Abuámir se quedó pensativo. La cuestión era delicada. Tras la muerte de Tahír habló con Subh, quien le confió su temor a que volvieran a ponerla bajo la tutela de los eunucos reales. El tampoco deseaba esa situación, pues significaba incorporar de nuevo a alguien en el ámbito que ya casi dominaba del todo. La única solución era convencer a al-Mosafi de que se dejaran las cosas como estaban: con Abuámir al frente de los alcázares y sin efectuar cambio alguno en la servidumbre. No estaba dispuesto a cejar en su empeño a la primera y volvió a la carga, pues había ido a Zahra decidido a hacerle ver al gran visir que eso era lo mejor.

—¿Y si los fatas aceptaran a los ayudantes de Tahír al frente del palacete? —se atrevió a sugerir.

—Es muy improbable —respondió al-Mosafi—. Son jóvenes e inexpertos. Además, no creo que Chawdar y al-Nizami pierdan la oportunidad que este suceso les brinda de volver a tomar las riendas de la familia real.

—¿Quieres decir que lo más seguro es que sean ellos los que vuelvan a ocuparse directamente de la sayida? ¿Y que ella y los príncipes tendrán que regresar al harén de Zahra?

—Hummm… —respondió el gran visir con un rictus de fastidio—. Me temo que sí. Aunque la sayida a ellos no les importa nada; lo que de verdad quieren es volver a tener a los niños.

—¡De ninguna manera! —exclamó en un arrebato Abuámir.

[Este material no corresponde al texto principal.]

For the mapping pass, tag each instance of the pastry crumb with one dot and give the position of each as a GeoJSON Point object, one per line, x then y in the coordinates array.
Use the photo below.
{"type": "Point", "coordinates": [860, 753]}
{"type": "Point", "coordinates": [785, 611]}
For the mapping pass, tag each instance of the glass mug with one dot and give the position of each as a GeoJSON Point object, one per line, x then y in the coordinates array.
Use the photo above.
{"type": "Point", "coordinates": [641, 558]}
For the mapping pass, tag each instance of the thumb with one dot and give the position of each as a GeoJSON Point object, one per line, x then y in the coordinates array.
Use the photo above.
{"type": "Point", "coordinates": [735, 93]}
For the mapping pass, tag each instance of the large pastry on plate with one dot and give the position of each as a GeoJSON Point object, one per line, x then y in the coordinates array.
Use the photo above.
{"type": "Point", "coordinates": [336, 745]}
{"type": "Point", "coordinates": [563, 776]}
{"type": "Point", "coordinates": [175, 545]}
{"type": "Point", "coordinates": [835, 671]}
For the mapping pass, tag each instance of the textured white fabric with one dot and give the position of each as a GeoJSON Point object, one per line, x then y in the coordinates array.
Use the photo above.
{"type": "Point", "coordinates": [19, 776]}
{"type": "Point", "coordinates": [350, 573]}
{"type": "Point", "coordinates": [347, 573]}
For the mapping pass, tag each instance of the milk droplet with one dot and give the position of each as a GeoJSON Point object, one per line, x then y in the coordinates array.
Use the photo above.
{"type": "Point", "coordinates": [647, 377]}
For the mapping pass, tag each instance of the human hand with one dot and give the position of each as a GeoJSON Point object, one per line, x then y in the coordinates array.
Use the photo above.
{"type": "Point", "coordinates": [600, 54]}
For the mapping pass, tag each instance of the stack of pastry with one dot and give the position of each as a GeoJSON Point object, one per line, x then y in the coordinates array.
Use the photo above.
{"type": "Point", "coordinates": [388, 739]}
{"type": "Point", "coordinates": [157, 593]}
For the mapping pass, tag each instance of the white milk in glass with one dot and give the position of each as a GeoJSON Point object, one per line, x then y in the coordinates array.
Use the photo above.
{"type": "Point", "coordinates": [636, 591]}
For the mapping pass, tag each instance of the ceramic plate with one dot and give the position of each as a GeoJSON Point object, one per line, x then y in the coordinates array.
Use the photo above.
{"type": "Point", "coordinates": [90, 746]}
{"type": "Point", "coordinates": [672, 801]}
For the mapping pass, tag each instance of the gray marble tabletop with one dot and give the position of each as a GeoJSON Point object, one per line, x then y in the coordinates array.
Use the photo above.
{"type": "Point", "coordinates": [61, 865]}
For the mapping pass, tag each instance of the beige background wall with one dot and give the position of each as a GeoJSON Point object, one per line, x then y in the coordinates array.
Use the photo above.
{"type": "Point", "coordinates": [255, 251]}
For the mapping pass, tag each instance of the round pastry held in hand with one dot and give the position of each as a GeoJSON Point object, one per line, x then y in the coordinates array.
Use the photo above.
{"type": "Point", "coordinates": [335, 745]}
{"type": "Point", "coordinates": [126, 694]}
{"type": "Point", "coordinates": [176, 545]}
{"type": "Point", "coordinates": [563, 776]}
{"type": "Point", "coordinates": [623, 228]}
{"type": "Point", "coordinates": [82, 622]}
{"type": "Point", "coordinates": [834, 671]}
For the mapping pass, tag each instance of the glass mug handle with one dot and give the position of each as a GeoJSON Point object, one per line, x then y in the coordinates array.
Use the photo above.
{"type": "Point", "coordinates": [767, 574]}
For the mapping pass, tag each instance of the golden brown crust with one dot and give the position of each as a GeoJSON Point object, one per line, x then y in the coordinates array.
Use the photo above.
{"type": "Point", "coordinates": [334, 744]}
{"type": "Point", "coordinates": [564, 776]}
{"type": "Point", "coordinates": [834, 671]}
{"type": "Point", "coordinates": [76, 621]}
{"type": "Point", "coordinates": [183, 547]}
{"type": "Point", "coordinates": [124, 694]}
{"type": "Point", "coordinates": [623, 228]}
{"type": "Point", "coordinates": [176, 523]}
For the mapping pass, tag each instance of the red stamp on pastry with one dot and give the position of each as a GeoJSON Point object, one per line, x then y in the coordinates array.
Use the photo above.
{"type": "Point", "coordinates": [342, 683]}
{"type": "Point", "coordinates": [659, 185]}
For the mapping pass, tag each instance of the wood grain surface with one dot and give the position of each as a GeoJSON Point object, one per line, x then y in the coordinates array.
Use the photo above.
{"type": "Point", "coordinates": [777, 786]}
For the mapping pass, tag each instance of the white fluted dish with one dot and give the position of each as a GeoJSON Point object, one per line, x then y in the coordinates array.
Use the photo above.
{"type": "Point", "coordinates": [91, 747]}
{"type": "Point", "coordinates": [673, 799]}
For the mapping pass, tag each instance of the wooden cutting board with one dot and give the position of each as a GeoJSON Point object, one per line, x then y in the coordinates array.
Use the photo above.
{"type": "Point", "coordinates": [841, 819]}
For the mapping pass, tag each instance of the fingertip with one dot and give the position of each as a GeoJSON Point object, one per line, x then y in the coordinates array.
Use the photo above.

—Bueno, bueno… Calma, amigo. No olvides que eres un mero administrador de bienes; los asuntos personales de la familia del califa no te incumben en absoluto. ¡No nos equivoquemos!

—Perdona, gran señor; me asaltó un brusco impulso —se disculpó él— He visto de cerca el sufrimiento de la sayida y…

—Bien, dejemos ya esto —dijo el visir zanjando la cuestión—. Solucionaré el asunto lo mejor que pueda. Ya se me ocurrirá algo. Pero, mientras tanto, tú a lo tuyo. Y no olvides que tu único cometido son los alcázares; todo lo que ocurra más allá de la puerta Dorada depende directamente de Zahra. Ah, y no entres allí…, si no es estrictamente necesario.

Lo que tanto temían sucedió. Los eunucos reales tuvieron conocimiento de la muerte de Tahír y se presentaron inmediatamente en los alcázares sin previo aviso.

Abuámir se encontraba en su despacho haciendo frente a los rollos de cuentas con su secretario cuando uno de los criados entró apresuradamente para prevenirle. Pero el esclavo no tuvo tiempo de abrir la boca, porque tras él entraron los dos mayordomos de Zahra acompañados de sus ayudantes. Abuámir se puso instintivamente de pie. Aunque no había visto nunca a los eunucos, algo en su interior le advirtió que eran ellos; o quizá fueron los extravagantes ropajes y abalorios de inspiración oriental que delataban a un par de singulares personajes de la corte.